駿は冗談交じりに言ったが、翔にはその提案が嬉しかった。


「……いいな、それ。行こう」


すぐに佐伯、中野、西園寺、本郷、高梨、そして早瀬にも声をかけた。だが守備組の数人は予定が合わず、結局集まったのはオフェンス組の佐伯・中野・駿・西園寺、そして翔の5人だった。


「じゃ、行こうぜ新人オフェンス会!」


駿の掛け声に全員が苦笑しながらついて行く。


店は大学近くの焼肉食べ放題。安いが学生向けで量だけは十分だ。炭火の上でジュウジュウと肉が焼け始めると、自然とテンションが上がっていく。

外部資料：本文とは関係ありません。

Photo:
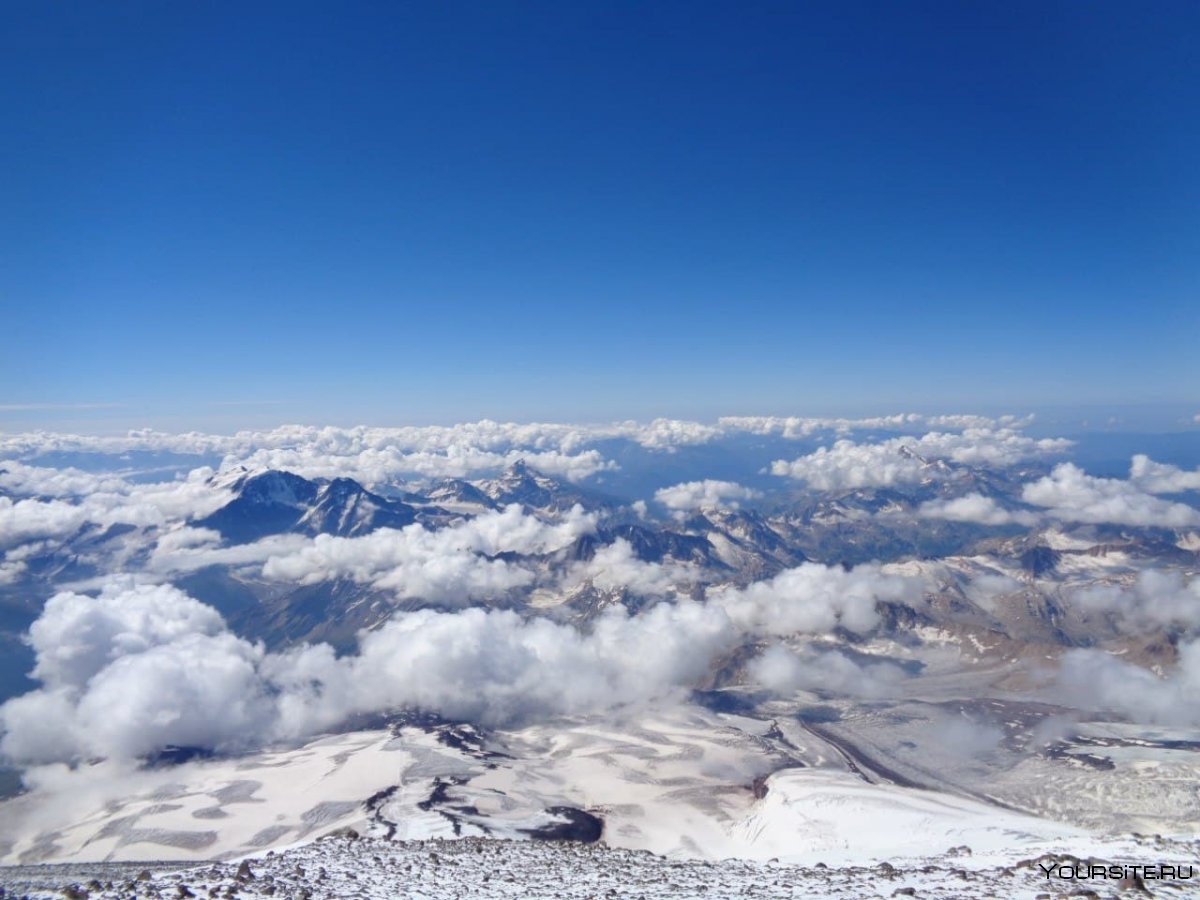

「やっぱ肉だな!練習終わりの腹減り具合にちょうどいい!」


佐伯が一番はしゃいでいた。巨体が動き回るだけでテーブルがわずかに揺れる。


「お前、練習のときよりもキビキビ動いてないか?」


駿が呆れ顔でツッコむと、佐伯は豪快に笑った。


「肉はベストなタイミングで食ってこそ、その美味しさを発揮するからな!!」


その一言に全員が吹き出した。


中野は黙々と肉を焼きながら、少し遅れて話し始める。


「……ランプレーのときの佐伯のブロック良い感じだと思う。」


「お、珍しく褒められたな俺」


佐伯が嬉しそうにニカっと笑う。


「でも中野って、昔から走るの得意だったの?」


翔が尋ねると、中野は少し間を置いて答えた。


「まあ、中学までは陸上やってた。ただ、走るだけってのに飽きてきて高校で何となくアメフト部入って、今に至るって感じ。」


そう呟く目は少しだけ遠くを見ていた。


「へぇ、、じゃあ中野は結構キャリアが長いんだね!俺、タイミングとかまだ良く分からないから教えてな!」


翔は少し距離を感じる中野に対してあえて気さくに話を返した。


そんな中、西園寺が静かに口を開く。


「僕は翔くんと同じ大学スタート組。実はチーム競技が苦手で、最初は悩みました」


「え?それでなんでアメフトに?」


「蹴る技術だけでなく、戦略や流れに関わるスペシャリストという役割があるのを知って。キッカーって面白いなと」


どこまでも冷静な語り口に、一同は感心したように頷いた。なるほど――西園寺は西園寺なりに、責任を引き受ける覚悟でここに来ているのだ。


一方で駿はずっと肉を焼きながら配って回っている。


「駿、お前も変わってるよな」


「え、どこが?」


「正直、お前は野球続けたほうがいいって思ってた。」


翔が少し申し訳なさそうに言うと、駿はニヤッと笑った。


「まあな。でも俺、翔とまた一緒にやりたかったし。まさか、アメフトになるとは思わなかったけど!あとは兄貴がアメフトやってるからちょいと気になってたんよねー」


「そういや兄貴さんって?高校時代一度も話してなかったよな」


「んー、まあね。兄貴は社会人のチームでTEやってる。ま、今はいろいろ教えてくれてるよ」


彼の気さくさの裏に何となく何かあるような気はしたが、これ以上は突っ込まなかった。


肉を食い尽くして一息ついた頃、佐伯がぽつりと呟いた。


「でもさ……やっぱ翔がQBになってくれて本当に助かったよ」


「え?」


「正直、今年はQB不在って噂も出てたからな。新人でできる奴が来なかったら、ウチのオフェンスは成立しなかったかもしれねえ」


中野も西園寺も、小さく頷いている。


「QBがいなきゃ、俺たちオフェンスは動けねえからな」


その言葉に、翔は少しだけ息を呑んだ。


(重いな……)


プレッシャーに感じそうになったが、駿が隣でポンと肩を叩く。


「あんましプレッシャーかけすぎないでくれよー?うちのエース様は案外ガラスのハートなの。割れ物注意やでー?」


駿の軽口で皆が笑う。

おかげで翔も気が楽になった。

(こういうところ、駿はいつも俺を助けてくれんだよな、、、)

目の前にいる仲間たちの顔を改めて見渡す。みんな真剣に、でも笑顔で、自分を迎え入れてくれている。


(俺は一人じゃない)


その実感が、じんわりと胸に広がっていった。



焼肉の煙が薄く揺れるテーブルの上で、新たな絆がゆっくりと、しかし確実に強まっていった。


BLUEPHOENIXの新人オフェンスチームは、今、小さな一歩を踏み出したばかりだ。